When phoning your doctor, have answers ready for the following questions:

  • How did the vomiting start? Suddenly or gradually?
  • What are the characteristics of the vomit? Is it clear, green, curdled, or sour? Is it spit-up or projectile?
  • How often is your child vomiting?
  • What amount of vomit is produced each time?
  • Are there any other household members sick with similar signs?
  • Does baby's abdomen hurt? Where, and how much? Is it tense, balloon like, soft, caved in?
  • Does baby have signs of dehydration?
  • Overall, how sick does your baby seem?
  • Is baby's condition getting worse, better or staying the same?

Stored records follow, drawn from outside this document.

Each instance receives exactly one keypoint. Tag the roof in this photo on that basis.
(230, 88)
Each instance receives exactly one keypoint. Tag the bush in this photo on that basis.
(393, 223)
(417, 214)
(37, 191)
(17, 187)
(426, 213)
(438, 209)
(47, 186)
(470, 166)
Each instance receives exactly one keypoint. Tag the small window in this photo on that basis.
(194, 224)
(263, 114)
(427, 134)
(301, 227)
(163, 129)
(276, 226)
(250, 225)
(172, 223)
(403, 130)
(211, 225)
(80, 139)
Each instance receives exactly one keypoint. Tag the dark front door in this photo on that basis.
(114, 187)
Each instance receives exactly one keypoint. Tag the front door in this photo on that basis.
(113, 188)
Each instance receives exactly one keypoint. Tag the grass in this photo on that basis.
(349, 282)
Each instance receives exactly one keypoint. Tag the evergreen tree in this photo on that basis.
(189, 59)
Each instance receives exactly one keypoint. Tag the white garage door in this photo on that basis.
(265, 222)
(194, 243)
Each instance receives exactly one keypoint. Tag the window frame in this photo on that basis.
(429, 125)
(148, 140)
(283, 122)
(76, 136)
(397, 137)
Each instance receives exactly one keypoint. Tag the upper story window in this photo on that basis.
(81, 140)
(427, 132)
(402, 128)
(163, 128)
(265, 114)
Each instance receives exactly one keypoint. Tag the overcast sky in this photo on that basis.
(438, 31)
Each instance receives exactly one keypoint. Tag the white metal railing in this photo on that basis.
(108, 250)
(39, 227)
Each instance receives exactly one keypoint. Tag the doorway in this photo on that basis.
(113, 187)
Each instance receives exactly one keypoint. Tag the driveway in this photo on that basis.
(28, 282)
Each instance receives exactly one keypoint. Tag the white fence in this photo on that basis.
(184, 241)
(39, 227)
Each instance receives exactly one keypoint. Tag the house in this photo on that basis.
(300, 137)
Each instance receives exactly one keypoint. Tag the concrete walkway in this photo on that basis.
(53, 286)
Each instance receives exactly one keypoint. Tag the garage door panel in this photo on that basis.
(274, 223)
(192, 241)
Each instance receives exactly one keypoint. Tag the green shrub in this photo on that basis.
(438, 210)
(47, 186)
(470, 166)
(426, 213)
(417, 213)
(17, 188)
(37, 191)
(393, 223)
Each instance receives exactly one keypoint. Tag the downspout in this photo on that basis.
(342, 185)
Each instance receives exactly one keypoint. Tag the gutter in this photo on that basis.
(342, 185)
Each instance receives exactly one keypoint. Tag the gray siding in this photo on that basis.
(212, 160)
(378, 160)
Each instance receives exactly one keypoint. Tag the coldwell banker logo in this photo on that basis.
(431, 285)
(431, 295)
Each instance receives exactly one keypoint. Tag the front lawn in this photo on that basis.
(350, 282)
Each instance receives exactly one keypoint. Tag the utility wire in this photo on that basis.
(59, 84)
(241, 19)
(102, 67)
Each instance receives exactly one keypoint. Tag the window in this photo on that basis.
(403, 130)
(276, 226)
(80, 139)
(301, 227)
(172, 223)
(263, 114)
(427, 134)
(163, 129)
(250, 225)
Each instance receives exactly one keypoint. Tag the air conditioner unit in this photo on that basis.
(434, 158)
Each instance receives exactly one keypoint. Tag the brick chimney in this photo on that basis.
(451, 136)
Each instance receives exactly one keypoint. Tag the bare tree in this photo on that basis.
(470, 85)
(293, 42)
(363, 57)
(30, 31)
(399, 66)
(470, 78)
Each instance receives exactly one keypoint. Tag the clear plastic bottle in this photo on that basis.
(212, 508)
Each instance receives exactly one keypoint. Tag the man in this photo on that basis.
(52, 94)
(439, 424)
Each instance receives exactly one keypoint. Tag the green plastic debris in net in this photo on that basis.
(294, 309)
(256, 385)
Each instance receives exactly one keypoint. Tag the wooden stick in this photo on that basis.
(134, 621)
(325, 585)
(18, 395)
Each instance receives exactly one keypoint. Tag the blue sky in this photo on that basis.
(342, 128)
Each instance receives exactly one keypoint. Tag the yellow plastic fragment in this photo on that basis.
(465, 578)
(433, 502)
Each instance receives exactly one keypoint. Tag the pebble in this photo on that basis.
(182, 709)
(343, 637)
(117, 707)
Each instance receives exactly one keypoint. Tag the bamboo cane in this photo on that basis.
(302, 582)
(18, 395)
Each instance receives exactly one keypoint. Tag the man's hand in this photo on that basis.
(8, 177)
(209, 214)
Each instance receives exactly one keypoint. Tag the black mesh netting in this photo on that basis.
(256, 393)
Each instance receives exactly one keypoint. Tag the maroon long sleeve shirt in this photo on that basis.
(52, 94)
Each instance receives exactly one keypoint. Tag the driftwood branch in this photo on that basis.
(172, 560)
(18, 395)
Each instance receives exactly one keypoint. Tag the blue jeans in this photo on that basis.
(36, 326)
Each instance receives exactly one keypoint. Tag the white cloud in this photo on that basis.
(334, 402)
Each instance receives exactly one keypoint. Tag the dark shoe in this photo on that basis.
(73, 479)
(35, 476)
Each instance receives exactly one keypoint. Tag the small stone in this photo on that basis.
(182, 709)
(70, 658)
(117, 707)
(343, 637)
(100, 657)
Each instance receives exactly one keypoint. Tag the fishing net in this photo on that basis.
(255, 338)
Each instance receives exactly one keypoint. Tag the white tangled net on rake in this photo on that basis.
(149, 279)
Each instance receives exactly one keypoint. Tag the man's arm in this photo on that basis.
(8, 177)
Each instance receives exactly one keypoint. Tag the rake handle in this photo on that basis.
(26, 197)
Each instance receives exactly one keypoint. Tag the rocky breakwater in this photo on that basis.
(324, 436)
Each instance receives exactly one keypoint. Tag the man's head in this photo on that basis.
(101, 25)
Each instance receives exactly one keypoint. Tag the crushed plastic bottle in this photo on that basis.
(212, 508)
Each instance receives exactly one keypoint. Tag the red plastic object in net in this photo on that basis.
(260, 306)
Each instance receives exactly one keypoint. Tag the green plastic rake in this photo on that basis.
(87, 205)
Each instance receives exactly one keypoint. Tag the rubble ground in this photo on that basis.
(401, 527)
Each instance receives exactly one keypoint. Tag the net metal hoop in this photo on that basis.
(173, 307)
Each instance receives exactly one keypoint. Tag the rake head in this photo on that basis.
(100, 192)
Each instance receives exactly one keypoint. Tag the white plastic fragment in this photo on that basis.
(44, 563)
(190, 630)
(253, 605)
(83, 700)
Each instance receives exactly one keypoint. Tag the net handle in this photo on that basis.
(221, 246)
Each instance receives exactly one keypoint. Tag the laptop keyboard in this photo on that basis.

  • What treatment have you tried?
Helping your doctor diagnose pyloric stenosis
If you suspect your baby may have this condition, make a doctor's appointment, but do not feed your baby for an hour or two before your appointment. (Unless baby is obviously dehydrated, this is not a medical emergency, and you can usually wait to see your doctor during regular office hours. This condition has been brewing for a week or two.) By the description of the frequency and nature of the vomiting, and your concerns as an intuitive abdomen watcher, your doctor will suspect this condition. To confirm pyloric stenosis your doctor may want to watch you feed your baby while looking for the ballooning of the tense stomach and feeling the pyloric muscle in spasm (it feels like an olive). Occasionally, if pyloric stenosis is suspected but the abdominal signs are not definite, your doctor may order X rays of the stomach (an upper GI series) or an ultrasound of the pylorus to confirm the diagnosis.
TREATMENT

Following the diagnosis it is not unusual for baby to need a day or two of rehydration with fluids given intravenously in the hospital before surgery. The operation to relieve the pyloric obstruction takes about a half hour and is done through a small incision (often via Laparoscopy) in the upper abdomen. Improvement is immediate, and recovery time short.